Yolo系列模型在业界有着广泛的应用,这里简单介绍下如何用SNPE在HTP上做Yolov5的推理。
本文包含一下几个部分:
- Yolo5模型保存成ONNX
- ONNX转成DLC,用手机CPU/GPU推理模型
- 量化模型,用手机HTP推理模型
1. Yolo5模型保存成ONNX
本文直接按照 https://github.com/ultralytics/yolov5/issues/251给出的方法得到onnx模型。
git clone https://github.com/ultralytics/yolov5 # clone
cd yolov5
pip install -r requirements.txt # install
以yolov5s为例
/local/mnt/workspace2/tutor/yolo5/frozen_model
╰─ python path/to/export.py --weights yolov5s.pt --include torchscript onnx
得到yolov5s.onnx
/local/mnt/workspace2/tutor/yolo5/frozen_model
╰─ ls -al
-rwxr--r-- 1 zwenhao users 29335097 Mar 7 11:08 yolov5s.onnx
-rwxr--r-- 1 zwenhao users 14808437 Mar 7 11:08 yolov5s.pt
-rwxr--r-- 1 zwenhao users 29379661 Mar 7 11:08 yolov5s.torchscript
2. ONNX转成DLC
由于SNPE目前不支持5D的tensor,所以我们需要设置output到5D reshape之前。

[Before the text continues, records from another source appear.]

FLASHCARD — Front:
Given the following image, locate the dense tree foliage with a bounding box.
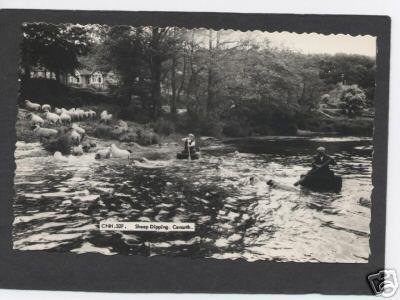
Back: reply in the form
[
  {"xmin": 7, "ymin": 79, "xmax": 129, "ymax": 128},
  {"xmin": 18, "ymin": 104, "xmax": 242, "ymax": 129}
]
[
  {"xmin": 21, "ymin": 23, "xmax": 91, "ymax": 82},
  {"xmin": 339, "ymin": 85, "xmax": 367, "ymax": 118},
  {"xmin": 318, "ymin": 54, "xmax": 376, "ymax": 102},
  {"xmin": 20, "ymin": 24, "xmax": 376, "ymax": 136}
]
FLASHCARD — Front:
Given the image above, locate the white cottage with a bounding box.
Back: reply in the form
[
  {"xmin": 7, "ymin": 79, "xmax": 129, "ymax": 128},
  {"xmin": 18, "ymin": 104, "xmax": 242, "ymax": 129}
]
[{"xmin": 68, "ymin": 69, "xmax": 118, "ymax": 90}]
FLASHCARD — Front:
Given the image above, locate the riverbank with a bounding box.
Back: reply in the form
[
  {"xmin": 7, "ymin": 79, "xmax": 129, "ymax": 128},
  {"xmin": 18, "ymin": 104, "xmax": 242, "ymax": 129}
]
[
  {"xmin": 298, "ymin": 114, "xmax": 374, "ymax": 137},
  {"xmin": 16, "ymin": 104, "xmax": 373, "ymax": 160},
  {"xmin": 16, "ymin": 108, "xmax": 185, "ymax": 160}
]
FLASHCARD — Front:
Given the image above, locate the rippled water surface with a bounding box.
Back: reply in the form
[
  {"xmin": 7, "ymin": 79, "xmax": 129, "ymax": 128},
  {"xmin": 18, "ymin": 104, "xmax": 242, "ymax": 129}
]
[{"xmin": 13, "ymin": 137, "xmax": 372, "ymax": 262}]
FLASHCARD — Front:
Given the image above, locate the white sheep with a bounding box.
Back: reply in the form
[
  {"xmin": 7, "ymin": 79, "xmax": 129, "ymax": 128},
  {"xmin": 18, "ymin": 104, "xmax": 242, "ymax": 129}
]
[
  {"xmin": 100, "ymin": 110, "xmax": 108, "ymax": 118},
  {"xmin": 41, "ymin": 104, "xmax": 51, "ymax": 112},
  {"xmin": 54, "ymin": 151, "xmax": 69, "ymax": 162},
  {"xmin": 100, "ymin": 111, "xmax": 112, "ymax": 124},
  {"xmin": 110, "ymin": 143, "xmax": 131, "ymax": 159},
  {"xmin": 25, "ymin": 100, "xmax": 41, "ymax": 111},
  {"xmin": 60, "ymin": 112, "xmax": 72, "ymax": 124},
  {"xmin": 66, "ymin": 110, "xmax": 77, "ymax": 121},
  {"xmin": 32, "ymin": 125, "xmax": 58, "ymax": 139},
  {"xmin": 45, "ymin": 112, "xmax": 62, "ymax": 125},
  {"xmin": 71, "ymin": 145, "xmax": 84, "ymax": 156},
  {"xmin": 28, "ymin": 113, "xmax": 44, "ymax": 126},
  {"xmin": 75, "ymin": 109, "xmax": 85, "ymax": 120},
  {"xmin": 71, "ymin": 123, "xmax": 85, "ymax": 136},
  {"xmin": 67, "ymin": 128, "xmax": 81, "ymax": 145},
  {"xmin": 95, "ymin": 147, "xmax": 111, "ymax": 159},
  {"xmin": 54, "ymin": 107, "xmax": 63, "ymax": 115},
  {"xmin": 88, "ymin": 110, "xmax": 96, "ymax": 119}
]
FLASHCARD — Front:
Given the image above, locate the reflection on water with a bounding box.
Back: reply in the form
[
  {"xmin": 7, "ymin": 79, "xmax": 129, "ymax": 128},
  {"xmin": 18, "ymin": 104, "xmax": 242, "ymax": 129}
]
[{"xmin": 13, "ymin": 137, "xmax": 372, "ymax": 262}]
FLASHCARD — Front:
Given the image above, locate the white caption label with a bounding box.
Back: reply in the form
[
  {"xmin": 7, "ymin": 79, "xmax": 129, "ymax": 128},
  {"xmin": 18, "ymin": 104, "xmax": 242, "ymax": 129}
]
[{"xmin": 99, "ymin": 221, "xmax": 195, "ymax": 232}]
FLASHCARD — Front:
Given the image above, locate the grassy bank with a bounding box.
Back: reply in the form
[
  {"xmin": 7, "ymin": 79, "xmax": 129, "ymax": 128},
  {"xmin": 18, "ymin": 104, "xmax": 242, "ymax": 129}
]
[
  {"xmin": 298, "ymin": 111, "xmax": 374, "ymax": 137},
  {"xmin": 19, "ymin": 79, "xmax": 374, "ymax": 143},
  {"xmin": 16, "ymin": 108, "xmax": 186, "ymax": 158}
]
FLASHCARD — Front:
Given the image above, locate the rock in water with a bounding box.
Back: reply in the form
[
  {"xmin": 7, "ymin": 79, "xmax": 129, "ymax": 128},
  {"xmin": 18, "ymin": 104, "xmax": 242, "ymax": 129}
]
[
  {"xmin": 359, "ymin": 197, "xmax": 371, "ymax": 208},
  {"xmin": 228, "ymin": 234, "xmax": 242, "ymax": 243},
  {"xmin": 242, "ymin": 214, "xmax": 250, "ymax": 221},
  {"xmin": 215, "ymin": 238, "xmax": 230, "ymax": 248},
  {"xmin": 227, "ymin": 211, "xmax": 240, "ymax": 220}
]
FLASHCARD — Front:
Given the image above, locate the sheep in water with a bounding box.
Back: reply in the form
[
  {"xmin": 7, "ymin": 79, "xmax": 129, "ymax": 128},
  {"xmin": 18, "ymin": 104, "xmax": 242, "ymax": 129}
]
[
  {"xmin": 60, "ymin": 112, "xmax": 72, "ymax": 125},
  {"xmin": 45, "ymin": 112, "xmax": 62, "ymax": 125},
  {"xmin": 82, "ymin": 140, "xmax": 96, "ymax": 153},
  {"xmin": 110, "ymin": 143, "xmax": 131, "ymax": 159},
  {"xmin": 67, "ymin": 128, "xmax": 81, "ymax": 145},
  {"xmin": 41, "ymin": 104, "xmax": 51, "ymax": 112},
  {"xmin": 95, "ymin": 147, "xmax": 111, "ymax": 159},
  {"xmin": 25, "ymin": 100, "xmax": 41, "ymax": 111},
  {"xmin": 32, "ymin": 125, "xmax": 58, "ymax": 139},
  {"xmin": 27, "ymin": 113, "xmax": 44, "ymax": 126},
  {"xmin": 71, "ymin": 145, "xmax": 84, "ymax": 156},
  {"xmin": 54, "ymin": 151, "xmax": 69, "ymax": 162}
]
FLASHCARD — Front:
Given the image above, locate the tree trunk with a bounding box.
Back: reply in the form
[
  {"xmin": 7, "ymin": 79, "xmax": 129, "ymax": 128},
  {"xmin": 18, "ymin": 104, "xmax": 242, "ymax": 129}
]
[
  {"xmin": 55, "ymin": 69, "xmax": 60, "ymax": 83},
  {"xmin": 171, "ymin": 52, "xmax": 177, "ymax": 116},
  {"xmin": 149, "ymin": 27, "xmax": 163, "ymax": 120},
  {"xmin": 22, "ymin": 42, "xmax": 31, "ymax": 81},
  {"xmin": 23, "ymin": 65, "xmax": 31, "ymax": 81},
  {"xmin": 176, "ymin": 54, "xmax": 187, "ymax": 104},
  {"xmin": 151, "ymin": 63, "xmax": 162, "ymax": 119},
  {"xmin": 207, "ymin": 29, "xmax": 213, "ymax": 113},
  {"xmin": 300, "ymin": 81, "xmax": 306, "ymax": 104}
]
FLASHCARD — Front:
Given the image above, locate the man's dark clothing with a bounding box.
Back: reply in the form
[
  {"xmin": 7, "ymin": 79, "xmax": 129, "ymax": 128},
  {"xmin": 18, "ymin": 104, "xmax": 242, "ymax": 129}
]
[
  {"xmin": 184, "ymin": 139, "xmax": 196, "ymax": 154},
  {"xmin": 312, "ymin": 154, "xmax": 336, "ymax": 175}
]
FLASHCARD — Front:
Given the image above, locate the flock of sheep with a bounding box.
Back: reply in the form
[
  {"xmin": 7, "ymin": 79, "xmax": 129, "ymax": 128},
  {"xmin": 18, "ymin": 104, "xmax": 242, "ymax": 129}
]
[{"xmin": 23, "ymin": 99, "xmax": 132, "ymax": 160}]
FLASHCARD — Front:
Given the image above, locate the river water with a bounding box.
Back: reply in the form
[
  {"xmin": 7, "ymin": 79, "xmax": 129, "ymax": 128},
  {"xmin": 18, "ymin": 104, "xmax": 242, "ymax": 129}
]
[{"xmin": 13, "ymin": 136, "xmax": 372, "ymax": 262}]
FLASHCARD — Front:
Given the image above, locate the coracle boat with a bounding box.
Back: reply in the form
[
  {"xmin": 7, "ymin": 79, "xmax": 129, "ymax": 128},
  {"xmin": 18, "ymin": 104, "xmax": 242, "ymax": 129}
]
[
  {"xmin": 176, "ymin": 152, "xmax": 200, "ymax": 160},
  {"xmin": 299, "ymin": 173, "xmax": 342, "ymax": 192}
]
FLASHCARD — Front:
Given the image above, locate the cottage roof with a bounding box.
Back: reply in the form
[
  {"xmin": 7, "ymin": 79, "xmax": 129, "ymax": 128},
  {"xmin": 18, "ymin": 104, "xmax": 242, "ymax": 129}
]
[{"xmin": 77, "ymin": 69, "xmax": 93, "ymax": 76}]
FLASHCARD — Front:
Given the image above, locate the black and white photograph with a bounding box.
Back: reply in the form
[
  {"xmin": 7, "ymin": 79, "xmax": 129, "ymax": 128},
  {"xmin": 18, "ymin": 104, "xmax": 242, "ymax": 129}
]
[{"xmin": 13, "ymin": 22, "xmax": 376, "ymax": 263}]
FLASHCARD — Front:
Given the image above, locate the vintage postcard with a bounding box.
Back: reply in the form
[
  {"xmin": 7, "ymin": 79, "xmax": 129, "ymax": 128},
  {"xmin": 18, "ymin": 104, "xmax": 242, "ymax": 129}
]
[
  {"xmin": 14, "ymin": 23, "xmax": 376, "ymax": 262},
  {"xmin": 0, "ymin": 10, "xmax": 391, "ymax": 295}
]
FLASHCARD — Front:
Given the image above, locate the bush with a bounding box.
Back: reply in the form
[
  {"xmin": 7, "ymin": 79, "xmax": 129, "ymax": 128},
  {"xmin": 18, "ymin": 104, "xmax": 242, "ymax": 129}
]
[
  {"xmin": 90, "ymin": 123, "xmax": 160, "ymax": 145},
  {"xmin": 92, "ymin": 124, "xmax": 115, "ymax": 139},
  {"xmin": 339, "ymin": 85, "xmax": 367, "ymax": 118},
  {"xmin": 152, "ymin": 118, "xmax": 175, "ymax": 136},
  {"xmin": 200, "ymin": 120, "xmax": 223, "ymax": 137},
  {"xmin": 118, "ymin": 103, "xmax": 152, "ymax": 124},
  {"xmin": 321, "ymin": 94, "xmax": 330, "ymax": 103},
  {"xmin": 42, "ymin": 133, "xmax": 72, "ymax": 155},
  {"xmin": 222, "ymin": 121, "xmax": 250, "ymax": 137},
  {"xmin": 118, "ymin": 132, "xmax": 137, "ymax": 142},
  {"xmin": 16, "ymin": 113, "xmax": 37, "ymax": 142},
  {"xmin": 135, "ymin": 129, "xmax": 160, "ymax": 145}
]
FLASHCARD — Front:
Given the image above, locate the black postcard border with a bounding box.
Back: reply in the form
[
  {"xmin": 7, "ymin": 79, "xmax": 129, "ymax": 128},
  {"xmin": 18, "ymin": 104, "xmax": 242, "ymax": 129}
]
[{"xmin": 0, "ymin": 9, "xmax": 391, "ymax": 295}]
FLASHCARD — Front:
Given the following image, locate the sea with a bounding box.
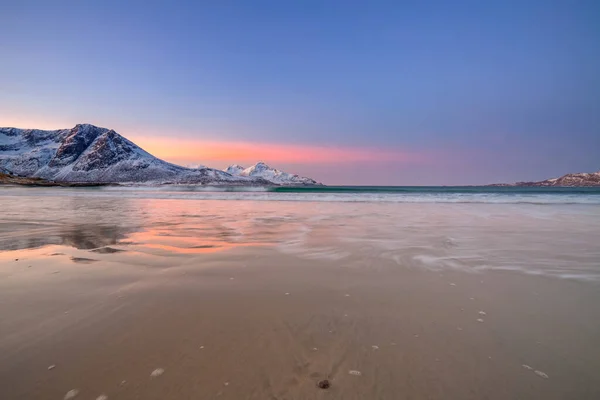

5D reshape之后的算子和后处理需要在SNPE之外来实现和处理了。
snpe-onnx-to-dlc -i yolov5s.onnx --out_node 384 --out_node 442 --out_node 326
# 得到 onnx.dlc
ls -al
-rw-r--r-- 1 zwenhao users 29024606 Mar 17 14:41 yolov5s.dlc
3. SNPE-CPU/GPU 推理
将SNPE对应的库推送到手机的/data/local/tmp/snpe_net_run/snpe/
adb push /opt/snpe/lib/aarch64-android-clang6.0/. /data/local/tmp/snpe_net_run/snpe/
adb push /opt/snpe/lib/dsp/. /data/local/tmp/snpe_net_run/snpe/
adb push /opt/snpe/bin/aarch64-android-clang6.0/snpe-net-run /data/local/tmp/snpe_net_run/snpe/
这里简单随机生成了一张INPUT_images_00000001.raw,用于测试。
# input_list.txt的内容
╰─ cat target_raw_list.txt
#Conv_198 Conv_248 Conv_298
/data/local/tmp/snpe_net_run/yolov5s/Input/INPUT_images_00000001.raw
将对应的input,input_list,yolo5s.dlc推送到手机/data/local/tmp/snpe_net_run/yolov5s
adb push Input /data/local/tmp/snpe_net_run/yolov5s
adb push target_raw_list.txt /data/local/tmp/snpe_net_run/yolov5s
adb push yolov5s.dlc /data/local/tmp/snpe_net_run/yolov5s
在 adb shell 环境中:
设置手机上snpe 库的路径,使用snpe-net-run 在手机CPU推理模型,pull出结果cpu_output
adb shell
xxx:/ #cd /data/local/tmp/snpe_net_run/yolov5s
xxx:/data/local/tmp/snpe_net_run/yolov5s # export LD_LIBRARY_PATH=/data/local/tmp/snpe_net_run/snpe/:$LD_LIBRARY_PATH && export PATH=$PATH:/data/local/tmp/snpe_net_run/snpe/
(1)SNPE-CPU推理
snpe-net-run 测试模型推理,默认在CPU上执行,得到输出在cpu_output
xxx:/data/local/tmp/snpe_net_run/yolov5s # snpe-net-run --input_list target_raw_list.txt --container yolov5s.dlc --output_dir cpu_output --perf_profile high_performance --profiling_level moderate
-------------------------------------------------------------------------------
Model String: N/A
SNPE v1.60.0.3313
-------------------------------------------------------------------------------
Processing DNN input(s):
/data/local/tmp/snpe_net_run/yolov5s/Input/INPUT_images_00000001.raw
pull出结果,查看执行diag.log
用snpe-diagview查看推理时间,CPU推理耗时 Total Inference Time: 895054 us
在host shell 下
╭─ /local/mnt/workspace2/tutor/yolo5/frozen_model/net_run_yolov5s ╭─ /local/mnt/workspace2/tutor/yolo5/frozen_model/net_run_yolov5s 1 ✘
╰─ adb pull /data/local/tmp/snpe_net_run/yolov5s/cpu_output .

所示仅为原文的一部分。